ラインハルトが途中で気付くと言う懸念が。
だが結果はアラヤの方に軍配が上がった。
ラインハルトはアラヤの言葉に笑うのを止め手を下ろした。
「アラヤ君。なかなか意地悪を言うじゃないか。
結果は見ての通り私は君の予想を上まれなかった。
ならその時点で君の私に対しその懸念は意味を成さないずIfの可能性等意味がない。
今此処に有る現実こそ全てだ」
「どうする全てがシナリオ通りと言うなら俺にはお前の二度目の神威開放を打ち破る秘策があると言っようなものなんだが」
アラヤがそう言った瞬間PVPをライブ中継で観ているほぼ全てのプレイヤーが映像越しに映し出されたラインハルトの表情を観て背筋が凍るような恐怖を抱き息を飲んだ。
ラインハルトの表情はまるで捕食者。
悪魔も逃げ出しそうな程に獰猛な笑みだった。
「こうまで踊らされたんだ。
例え君が幾つもの策をこうじようとも今更躊躇いなんてない。
私はただその全てを捩じ伏せ君から勝利を得るそれだけのこと」
「……なんとなく思ってはいたけどラインハルト、お前かなり傲慢な性格だな」
「ハハハ、そうさアラヤ君。

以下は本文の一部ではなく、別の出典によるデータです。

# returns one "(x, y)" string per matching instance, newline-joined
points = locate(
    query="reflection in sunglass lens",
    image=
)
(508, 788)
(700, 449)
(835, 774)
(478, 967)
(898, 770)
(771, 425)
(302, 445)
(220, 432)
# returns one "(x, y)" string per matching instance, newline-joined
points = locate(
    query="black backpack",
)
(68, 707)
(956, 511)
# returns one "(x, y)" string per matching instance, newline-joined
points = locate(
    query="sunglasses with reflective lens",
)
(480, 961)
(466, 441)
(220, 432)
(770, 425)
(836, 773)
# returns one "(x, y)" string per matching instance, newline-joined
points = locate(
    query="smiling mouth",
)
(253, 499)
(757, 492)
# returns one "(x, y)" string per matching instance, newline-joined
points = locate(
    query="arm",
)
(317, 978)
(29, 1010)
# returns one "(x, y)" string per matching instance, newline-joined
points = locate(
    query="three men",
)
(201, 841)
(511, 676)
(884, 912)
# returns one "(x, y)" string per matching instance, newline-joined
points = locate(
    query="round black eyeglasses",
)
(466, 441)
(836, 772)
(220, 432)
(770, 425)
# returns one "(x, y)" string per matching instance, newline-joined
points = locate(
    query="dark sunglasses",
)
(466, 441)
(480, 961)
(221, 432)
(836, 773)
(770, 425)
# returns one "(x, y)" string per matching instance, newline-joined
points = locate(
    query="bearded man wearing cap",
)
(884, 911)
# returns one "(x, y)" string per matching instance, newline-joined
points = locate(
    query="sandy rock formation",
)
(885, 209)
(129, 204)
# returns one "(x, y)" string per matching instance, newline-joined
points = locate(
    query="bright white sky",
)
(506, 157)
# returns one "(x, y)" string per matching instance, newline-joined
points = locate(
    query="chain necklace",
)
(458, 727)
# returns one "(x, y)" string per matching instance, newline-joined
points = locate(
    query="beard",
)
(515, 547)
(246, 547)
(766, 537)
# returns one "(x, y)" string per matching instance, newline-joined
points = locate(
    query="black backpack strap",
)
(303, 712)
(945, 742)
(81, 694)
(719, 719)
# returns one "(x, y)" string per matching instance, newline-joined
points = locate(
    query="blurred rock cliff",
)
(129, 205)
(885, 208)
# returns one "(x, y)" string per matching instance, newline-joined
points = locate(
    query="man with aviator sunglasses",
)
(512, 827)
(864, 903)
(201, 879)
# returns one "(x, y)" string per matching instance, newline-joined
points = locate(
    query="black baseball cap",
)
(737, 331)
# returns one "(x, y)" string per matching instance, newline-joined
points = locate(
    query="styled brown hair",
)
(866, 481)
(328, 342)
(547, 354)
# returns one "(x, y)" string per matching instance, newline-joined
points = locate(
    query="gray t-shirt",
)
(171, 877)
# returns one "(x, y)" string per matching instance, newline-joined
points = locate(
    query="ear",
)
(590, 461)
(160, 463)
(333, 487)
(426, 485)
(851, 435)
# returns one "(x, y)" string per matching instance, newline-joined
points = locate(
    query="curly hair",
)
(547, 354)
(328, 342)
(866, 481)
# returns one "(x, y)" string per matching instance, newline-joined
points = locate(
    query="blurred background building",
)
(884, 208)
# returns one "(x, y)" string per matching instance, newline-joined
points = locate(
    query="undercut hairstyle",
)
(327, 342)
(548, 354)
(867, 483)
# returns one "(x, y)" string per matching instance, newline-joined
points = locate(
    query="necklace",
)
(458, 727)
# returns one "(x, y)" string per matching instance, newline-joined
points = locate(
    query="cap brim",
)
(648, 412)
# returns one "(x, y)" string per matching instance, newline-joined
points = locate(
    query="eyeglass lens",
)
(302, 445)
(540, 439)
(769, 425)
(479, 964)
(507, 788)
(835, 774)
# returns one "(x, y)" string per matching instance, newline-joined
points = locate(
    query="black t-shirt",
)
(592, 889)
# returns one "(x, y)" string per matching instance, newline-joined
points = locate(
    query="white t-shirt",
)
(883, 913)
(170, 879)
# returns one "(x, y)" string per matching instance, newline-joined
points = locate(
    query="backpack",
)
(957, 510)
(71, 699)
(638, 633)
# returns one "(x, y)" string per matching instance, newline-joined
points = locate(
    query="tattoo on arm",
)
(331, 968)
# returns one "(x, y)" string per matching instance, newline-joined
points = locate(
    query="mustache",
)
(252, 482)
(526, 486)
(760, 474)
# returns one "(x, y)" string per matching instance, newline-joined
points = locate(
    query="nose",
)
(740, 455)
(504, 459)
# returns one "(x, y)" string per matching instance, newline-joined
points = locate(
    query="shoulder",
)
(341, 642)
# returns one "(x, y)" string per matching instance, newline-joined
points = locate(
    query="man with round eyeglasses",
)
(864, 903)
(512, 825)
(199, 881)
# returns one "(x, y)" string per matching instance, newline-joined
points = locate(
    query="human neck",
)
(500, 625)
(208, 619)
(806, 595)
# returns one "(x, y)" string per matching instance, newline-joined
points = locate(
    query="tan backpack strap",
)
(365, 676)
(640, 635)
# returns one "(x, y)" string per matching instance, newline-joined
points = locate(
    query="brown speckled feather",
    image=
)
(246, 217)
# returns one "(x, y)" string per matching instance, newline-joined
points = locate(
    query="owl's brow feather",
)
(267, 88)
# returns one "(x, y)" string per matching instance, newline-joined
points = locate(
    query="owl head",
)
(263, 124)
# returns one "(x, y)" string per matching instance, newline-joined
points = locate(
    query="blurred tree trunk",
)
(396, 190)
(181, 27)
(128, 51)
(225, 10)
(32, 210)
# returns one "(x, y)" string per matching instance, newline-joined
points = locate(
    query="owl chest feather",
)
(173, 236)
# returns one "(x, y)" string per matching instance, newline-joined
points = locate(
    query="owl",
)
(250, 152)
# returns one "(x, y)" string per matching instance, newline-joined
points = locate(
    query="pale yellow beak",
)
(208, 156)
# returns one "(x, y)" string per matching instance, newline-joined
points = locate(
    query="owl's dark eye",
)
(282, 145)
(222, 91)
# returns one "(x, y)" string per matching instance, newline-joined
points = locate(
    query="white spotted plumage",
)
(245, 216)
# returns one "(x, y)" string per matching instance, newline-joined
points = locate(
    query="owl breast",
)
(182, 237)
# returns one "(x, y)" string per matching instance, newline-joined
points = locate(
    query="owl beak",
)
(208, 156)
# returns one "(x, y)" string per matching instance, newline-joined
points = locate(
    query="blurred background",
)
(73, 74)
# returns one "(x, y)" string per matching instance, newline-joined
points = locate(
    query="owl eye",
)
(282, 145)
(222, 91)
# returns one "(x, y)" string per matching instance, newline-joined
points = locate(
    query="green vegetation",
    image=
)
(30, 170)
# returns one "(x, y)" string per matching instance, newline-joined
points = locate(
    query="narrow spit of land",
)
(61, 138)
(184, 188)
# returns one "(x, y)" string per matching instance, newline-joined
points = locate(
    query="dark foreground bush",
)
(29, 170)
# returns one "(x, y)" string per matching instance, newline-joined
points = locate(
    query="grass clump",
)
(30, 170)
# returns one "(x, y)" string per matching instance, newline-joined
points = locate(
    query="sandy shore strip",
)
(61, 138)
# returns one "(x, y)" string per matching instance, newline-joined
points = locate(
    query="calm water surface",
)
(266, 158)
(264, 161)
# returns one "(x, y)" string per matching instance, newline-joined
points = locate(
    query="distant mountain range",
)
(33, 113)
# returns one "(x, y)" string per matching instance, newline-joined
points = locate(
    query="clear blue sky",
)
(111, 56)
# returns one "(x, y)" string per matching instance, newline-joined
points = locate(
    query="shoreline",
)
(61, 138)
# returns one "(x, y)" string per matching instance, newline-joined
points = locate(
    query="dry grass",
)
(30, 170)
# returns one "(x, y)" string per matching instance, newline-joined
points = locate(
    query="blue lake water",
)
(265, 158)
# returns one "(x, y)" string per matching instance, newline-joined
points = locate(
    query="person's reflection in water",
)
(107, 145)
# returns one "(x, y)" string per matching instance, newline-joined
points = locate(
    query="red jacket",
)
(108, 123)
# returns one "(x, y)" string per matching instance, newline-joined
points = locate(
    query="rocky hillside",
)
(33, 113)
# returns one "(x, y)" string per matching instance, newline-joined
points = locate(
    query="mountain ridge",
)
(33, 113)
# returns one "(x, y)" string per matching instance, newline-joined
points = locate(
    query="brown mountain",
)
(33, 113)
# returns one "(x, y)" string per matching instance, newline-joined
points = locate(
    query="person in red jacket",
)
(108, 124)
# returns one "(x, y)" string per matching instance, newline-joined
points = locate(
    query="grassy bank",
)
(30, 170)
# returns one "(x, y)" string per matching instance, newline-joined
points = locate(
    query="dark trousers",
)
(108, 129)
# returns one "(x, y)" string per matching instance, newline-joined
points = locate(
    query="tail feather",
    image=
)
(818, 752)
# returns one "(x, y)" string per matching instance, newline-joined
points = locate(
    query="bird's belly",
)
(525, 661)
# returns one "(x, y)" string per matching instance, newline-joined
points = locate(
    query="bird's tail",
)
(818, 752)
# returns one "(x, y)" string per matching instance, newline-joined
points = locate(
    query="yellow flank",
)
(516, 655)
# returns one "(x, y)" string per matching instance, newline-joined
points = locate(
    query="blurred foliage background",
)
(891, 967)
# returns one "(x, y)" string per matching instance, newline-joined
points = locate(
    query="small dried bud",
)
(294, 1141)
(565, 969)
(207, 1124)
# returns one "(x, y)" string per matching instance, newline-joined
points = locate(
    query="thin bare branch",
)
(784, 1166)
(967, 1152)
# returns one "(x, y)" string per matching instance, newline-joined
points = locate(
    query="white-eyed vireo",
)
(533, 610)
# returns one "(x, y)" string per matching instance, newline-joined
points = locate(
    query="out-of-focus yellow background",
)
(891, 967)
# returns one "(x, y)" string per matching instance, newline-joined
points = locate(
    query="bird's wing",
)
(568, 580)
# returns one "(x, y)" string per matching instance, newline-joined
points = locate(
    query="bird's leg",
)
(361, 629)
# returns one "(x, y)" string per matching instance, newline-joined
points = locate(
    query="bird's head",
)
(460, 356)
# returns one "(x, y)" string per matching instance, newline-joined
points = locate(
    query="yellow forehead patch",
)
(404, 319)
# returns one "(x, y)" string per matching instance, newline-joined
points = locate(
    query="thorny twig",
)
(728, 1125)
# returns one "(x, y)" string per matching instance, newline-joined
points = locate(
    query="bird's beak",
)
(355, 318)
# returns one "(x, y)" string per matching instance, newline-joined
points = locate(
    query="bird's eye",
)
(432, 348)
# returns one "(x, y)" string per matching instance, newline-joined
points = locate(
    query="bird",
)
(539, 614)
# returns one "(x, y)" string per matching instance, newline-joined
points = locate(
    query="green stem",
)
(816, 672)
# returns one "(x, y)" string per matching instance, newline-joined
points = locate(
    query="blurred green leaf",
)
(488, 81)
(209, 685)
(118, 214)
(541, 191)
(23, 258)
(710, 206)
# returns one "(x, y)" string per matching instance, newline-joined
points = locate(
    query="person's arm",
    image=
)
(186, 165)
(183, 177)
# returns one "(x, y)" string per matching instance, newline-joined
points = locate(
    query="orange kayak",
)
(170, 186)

私は崇高な人間でも潔白な人間でもない、ただの人間。
君の言う通り傲慢であり欲深くあり決して特別なんかじゃないありふれた一人の人間でしかない。
だがそれでいいんだ。
それが私なのだから。
それにこんな私を険悪を示さず肯定し見ていてくれる人もいる。
ならそれで十分」
アラヤは備える。
眼を瞑り深く深呼吸し備える。
決着に。
終幕の時に。
運命の時に。
これまでの全てを想い備える。
―――――――――――――――そして覚悟を決めた。
アラヤは閉じた眼を開しラインハルトを見据える。
そして唱える。
「属性付与風」
アラヤは緑剣を構え狼煙を上げる。
「いくぞラインハルト!!」
「ああ。君が抱く幻想を実現し乗り越えてみたまえアラヤ君!」
ラインハルトは二度始める。
力の顕現を。
雷神の力を。
この世界に来神させる。
ラインハルトは己が持つ両手剣を天に掲げ神威開放を発動させる。
「システム起動。天空座する神々の王、祖は雷光の加護を受けし天上の神」
「雷霆神罰神威開放!」
今この時をもちPVP において雷神が二度降臨した。